1.   steeg zn. 'nauw straatje'
Onl. stēga 'trap' in Thiu steyga, tha man ze themo dische uph scal gaan 'de trap waarmee men naar de tafel moet klimmen' [ca. 1100; Will.]; mnl. stege 'straatje', gelatiniseerd in de stega que dividit terram Godefridi ... et Willelme 'het pad dat de stukken grond van Godfried en Willem scheidt' [1208; Fuchs], que super iodans stege 'die in Jordaans steeg (ligt)' [1212-23; VMNW], vp den hornec vander steghen 'op de hoek van de steeg' [1296; VMNW], Hoe enghe ende nauwe sijn die steghen 'hoe eng en nauw zijn de stegen' [ca. 1450; MNW], wij quamen tot een straet offte steech 'we kwamen bij een straat of steeg' [1488; MNW].

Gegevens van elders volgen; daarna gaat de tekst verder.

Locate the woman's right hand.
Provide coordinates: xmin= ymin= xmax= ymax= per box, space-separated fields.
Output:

Mnd. stēge 'steile weg, helling'; ohd. stega 'trap'; < pgm. *stigō- 'steile weg'. Daarnaast staat pgm. *stiga- met ongeveer dezelfde betekenis, waaruit: nnl. steg in de uitdrukking heg noch steg weten 'helemaal de weg niet weten', uit mnl. stech 'vonder' [1477; Teuth.], dat te vergelijken is met nhd. Steg 'plank, vonder'. Daarnaast bestond ook pgm. *stīgō- 'pad, weg' (nhd. Steig) en *staigō- 'steigende weg', bijv. in ohd. steiga. Al deze vormen zijn afgeleid van de wortel van het sterke ww. stijgen.